10. Il résulte de ce qui précède, sans qu'il soit besoin d'examiner les autres moyens, que la décision de la ministre du travail, de l'emploi et de l'insertion du 5 mars 2021 doit être annulée.

Sur les frais liés à l'instance :

11. Les dispositions de l'article L. 761-1 du code de justice administrative font obstacle à ce que soit mise à la charge de M. B, qui n'est pas, dans la présente instance, la partie perdante, la somme que la société Safran Aircraft Engines demande au titre des frais exposés par elle et non compris dans les dépens. Il y a lieu en revanche, dans les circonstances de l'espèce, de mettre à la charge de l'Etat la somme de 1 500 euros à verser à M. B en application des dispositions de l'article L. 761-1 du code de justice administrative.

D E C I D E :

Article 1er : L'intervention du syndicat CGT Safran SNECMA Corbeil n'est pas admise.

Article 2 : La décision du 5 mars 2021 par laquelle la ministre du travail, de l'emploi et de l'insertion a retiré la décision de l'inspecteur du travail de la 11ème section de l'unité de contrôle du département de l'Essonne du 23 juin 2020 et a autorisé la société Safran Aircraft Engine à licencier M. B pour motif disciplinaire est annulée.

Article 3 : L'Etat versera à M. B la somme de 1 500 euros en application des dispositions de l'article L. 761-1 du code de justice administrative.

Article 4 : Les conclusions de la société Safran Aircraft Engines tendant à l'application de l'article L. 761-1 du code de justice administrative sont rejetées.

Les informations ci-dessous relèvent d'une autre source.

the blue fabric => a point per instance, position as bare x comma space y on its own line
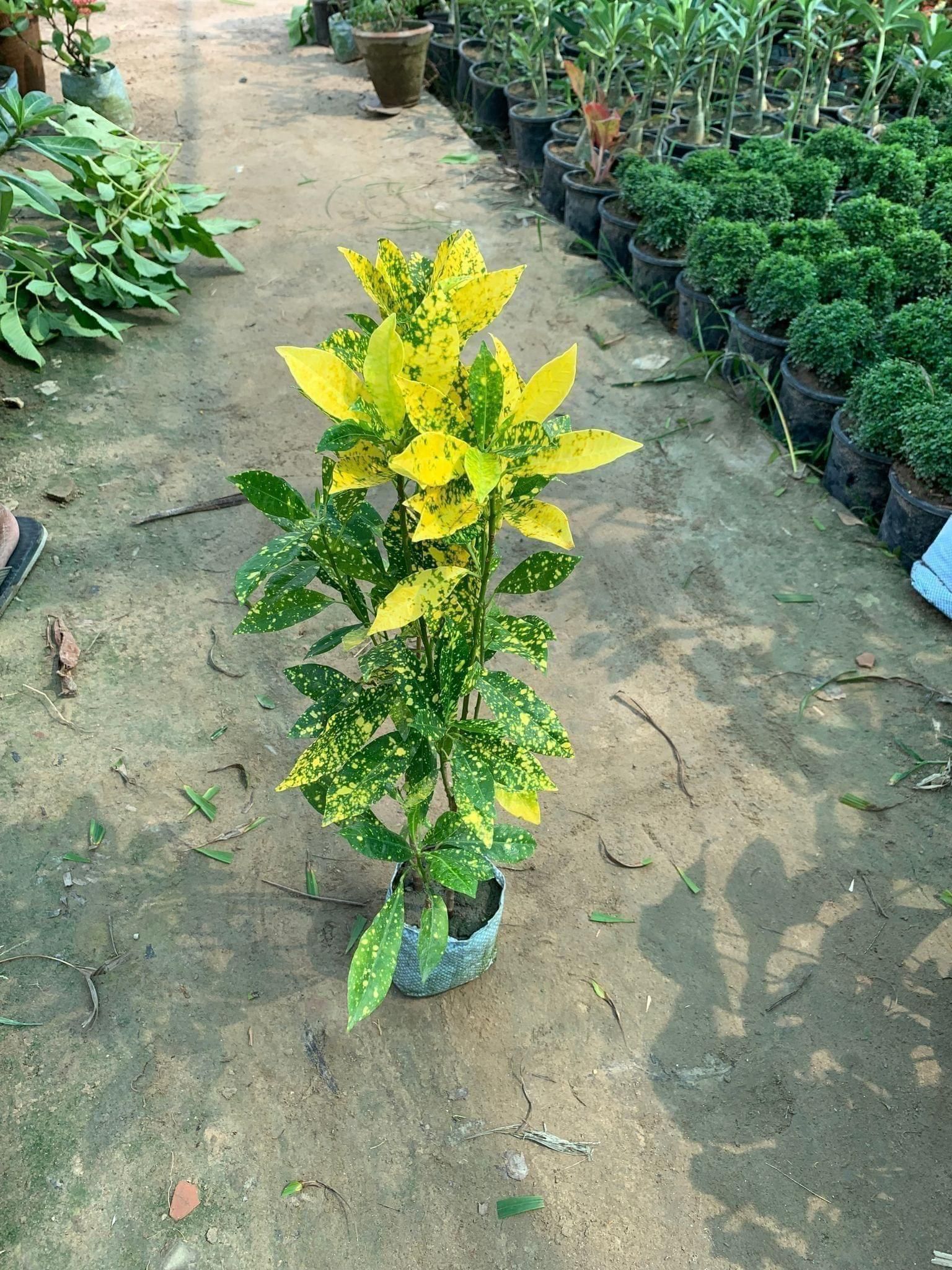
464, 959
932, 575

Article 5 : Le présent jugement sera notifié à M. A B, à la société Safran Aircraft Engines et au ministre du travail, du plein emploi et de l'insertion.

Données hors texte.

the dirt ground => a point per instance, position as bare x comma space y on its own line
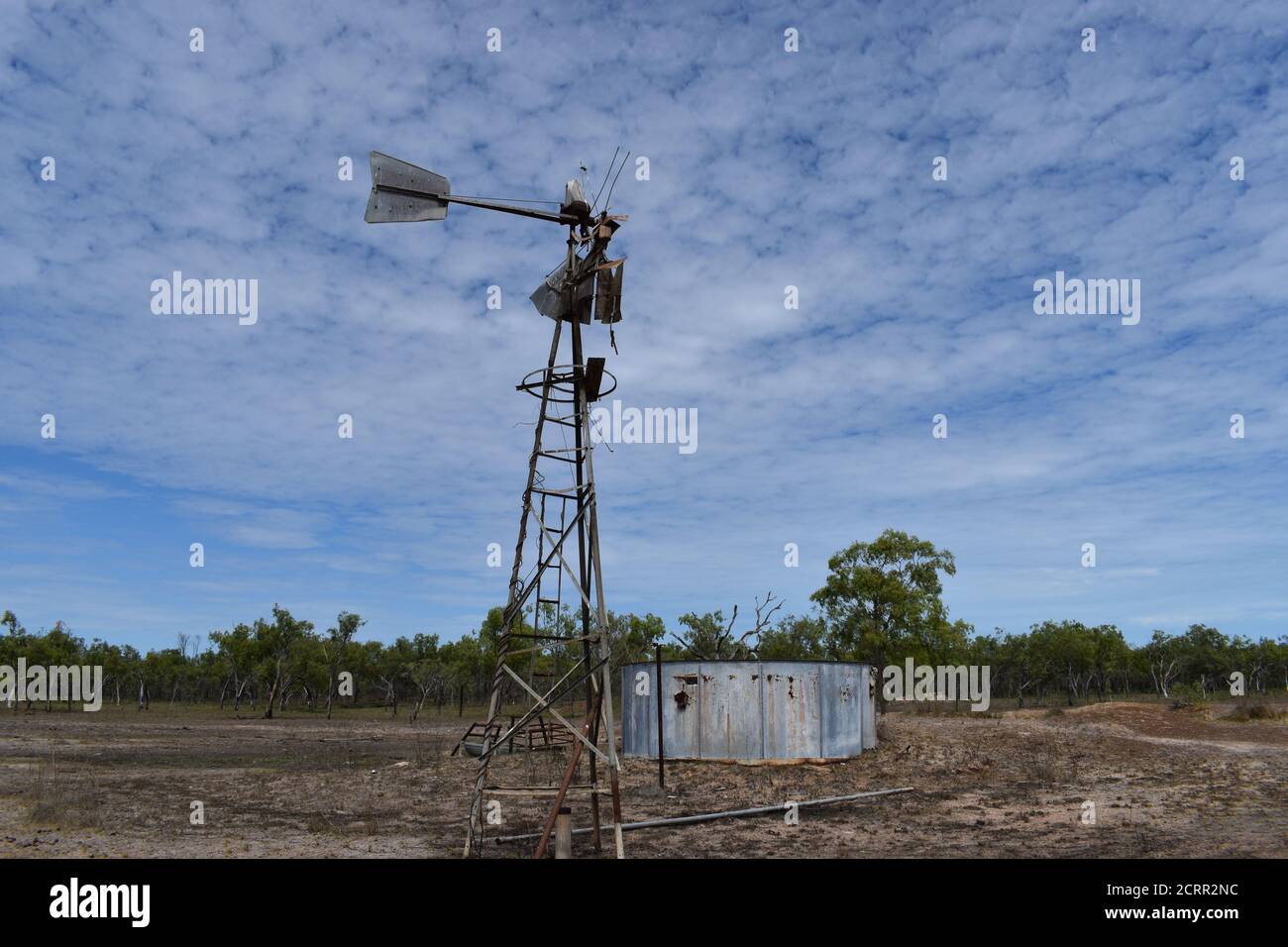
1163, 783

Copie en sera adressée à la direction régionale de l'économie, de l'emploi, du travail et des solidarités d'Île-de-France.

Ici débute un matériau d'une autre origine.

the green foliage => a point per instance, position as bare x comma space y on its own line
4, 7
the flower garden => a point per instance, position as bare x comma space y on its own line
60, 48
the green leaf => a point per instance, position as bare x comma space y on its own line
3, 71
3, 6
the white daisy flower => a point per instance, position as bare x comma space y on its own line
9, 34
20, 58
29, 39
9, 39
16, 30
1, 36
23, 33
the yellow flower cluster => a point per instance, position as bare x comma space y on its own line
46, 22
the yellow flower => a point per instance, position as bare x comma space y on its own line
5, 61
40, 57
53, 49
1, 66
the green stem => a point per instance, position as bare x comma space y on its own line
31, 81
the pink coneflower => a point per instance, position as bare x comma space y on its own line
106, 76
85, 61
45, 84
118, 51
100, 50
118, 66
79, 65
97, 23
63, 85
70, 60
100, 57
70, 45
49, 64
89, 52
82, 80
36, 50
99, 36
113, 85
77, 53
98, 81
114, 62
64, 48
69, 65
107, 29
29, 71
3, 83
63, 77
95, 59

Délibéré après l'audience du 16 mars 2023, à laquelle siégeaient :

M. Blanc, président,

M. Jauffret, premier conseiller,

Mme Degorce, première conseillère,

Rendu public par mise à disposition au greffe le 30 mars 2023.

Le rapporteur,

signé

E. C

La présidente,

signé

S. Mégret

La greffière,

signé

C. Delannoy

La République mande et ordonne au ministre du travail, du plein emploi et de l'insertion en ce qui le concerne et à tous commissaires de justice à ce requis en ce qui concerne les voies de droit commun, contre les parties privées, de pourvoir à l'exécution de la présente décision.